Workers using heavy digging equipment began excavating sites near a military facility in Silopi. Two pieces of bones have so far been found, lawyers say.
Last month, prosecutors ordered the digs after receiving requests from the families of dozens of missing Kurds.
The alleged killings took place during a Kurdish campaign for independence.
The Kurdistan Workers’ Party (PKK) has been fighting for an independent state since the 1980s, since when close to 40,000 people have been killed.
During the conflict, which reached a peak in the mid-1990s, thousands of villages were destroyed in the largely Kurdish south-east and east, and hundreds of Kurdish civilians disappeared.
" We believe much more could have been found, if we’d been given access immediately "
Rojhat Dilsiz
Lawyer for families of missing Kurds
Lawyers for more than 70 families applied to the prosecutor’s office in Silopi after information emerged suggesting the location of their missing relatives’ bodies.
A former security forces officer, now in hiding abroad, gave information about the torture and execution of Kurdish civilians.
The families were also boosted by the unprecedented arrest of members of the Turkish military, retired and active, in connection with an alleged plot to topple the government. Several of those in custody were in command in the region in the 1990s.
The prosecutor subsequently ordered the excavation of five sites, including two old well-shafts behind the abandoned Sinan roadside restaurant and a storage facility of the state Botas Petroleum Pipeline Corporation.
Lawyers also want to examine parts of a municipal cemetery, where they believe a mass grave of the missing could be found.
‘Suspicious’ location
Monday’s excavations on land owned by Botas, which lies in a restricted military area, focused on a "hollow and suspicious" location close to a military police building, one of the lawyers told the BBC.

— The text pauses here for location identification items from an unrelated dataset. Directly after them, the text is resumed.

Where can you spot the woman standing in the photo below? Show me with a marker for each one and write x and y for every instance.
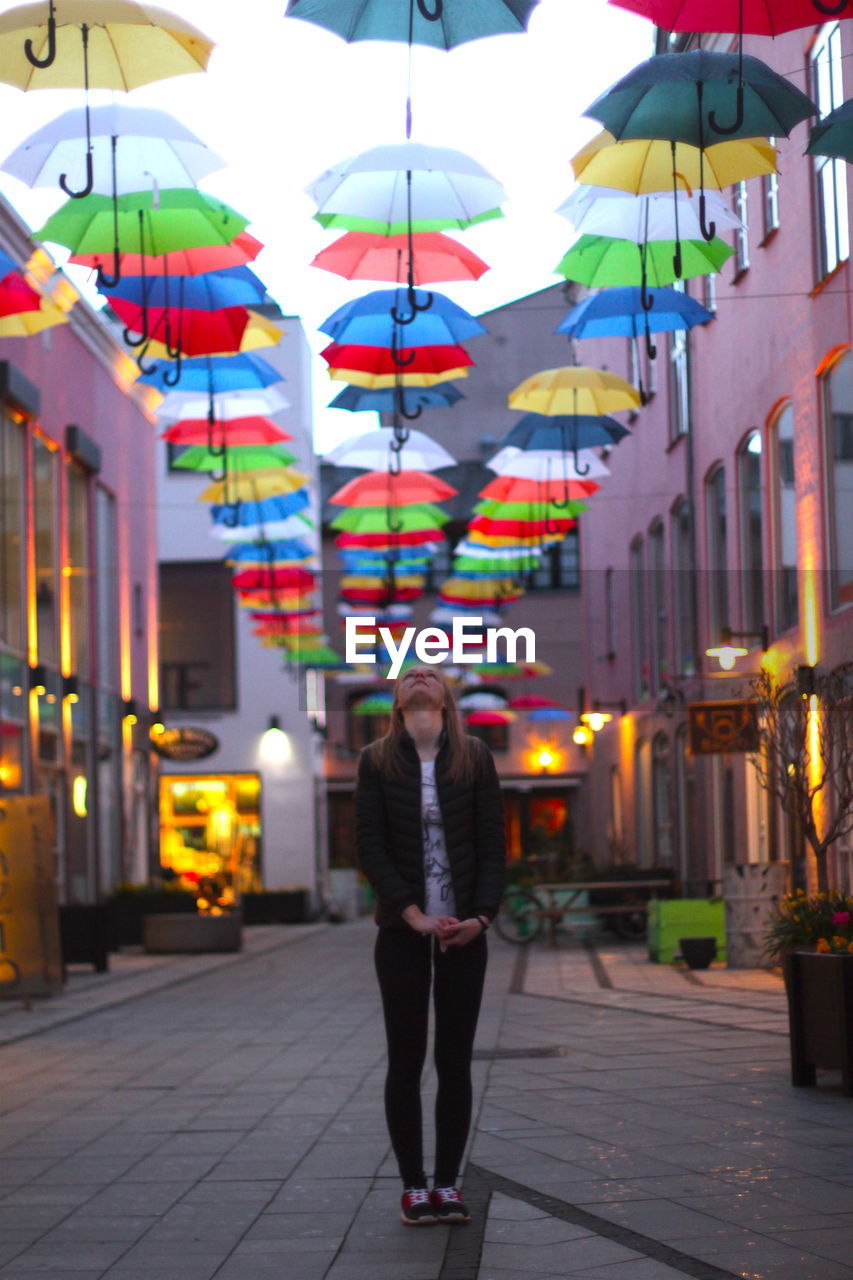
(430, 841)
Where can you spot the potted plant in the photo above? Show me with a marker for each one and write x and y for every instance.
(813, 938)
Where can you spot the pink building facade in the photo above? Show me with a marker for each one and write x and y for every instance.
(731, 504)
(78, 600)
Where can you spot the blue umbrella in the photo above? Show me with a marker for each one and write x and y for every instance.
(217, 374)
(374, 319)
(409, 400)
(564, 432)
(232, 287)
(236, 513)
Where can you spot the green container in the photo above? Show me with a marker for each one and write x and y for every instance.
(674, 918)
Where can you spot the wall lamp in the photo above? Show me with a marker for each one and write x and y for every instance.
(726, 653)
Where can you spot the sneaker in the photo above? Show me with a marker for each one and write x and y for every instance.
(448, 1206)
(416, 1207)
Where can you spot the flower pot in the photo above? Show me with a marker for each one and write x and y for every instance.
(698, 952)
(820, 1013)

Two pieces of bone and bits of cloth were discovered, they said, adding that some of the pieces of cloth had black spots on them, possibly blood stains.
All the evidence has been sent to a laboratory for analysis.
Another lawyer from Silopi, Rojhat Dilsiz, told the BBC that they had hoped to find more at the Botas facility.
"We applied for permission to dig at the start of December. Now it’s March," he said.
"We believe much more could have been found, if we’d been given access immediately," he added.
The excavations will continue on Tuesday at a second site, behind the Sinan restaurant, where three bodies were found in 1993.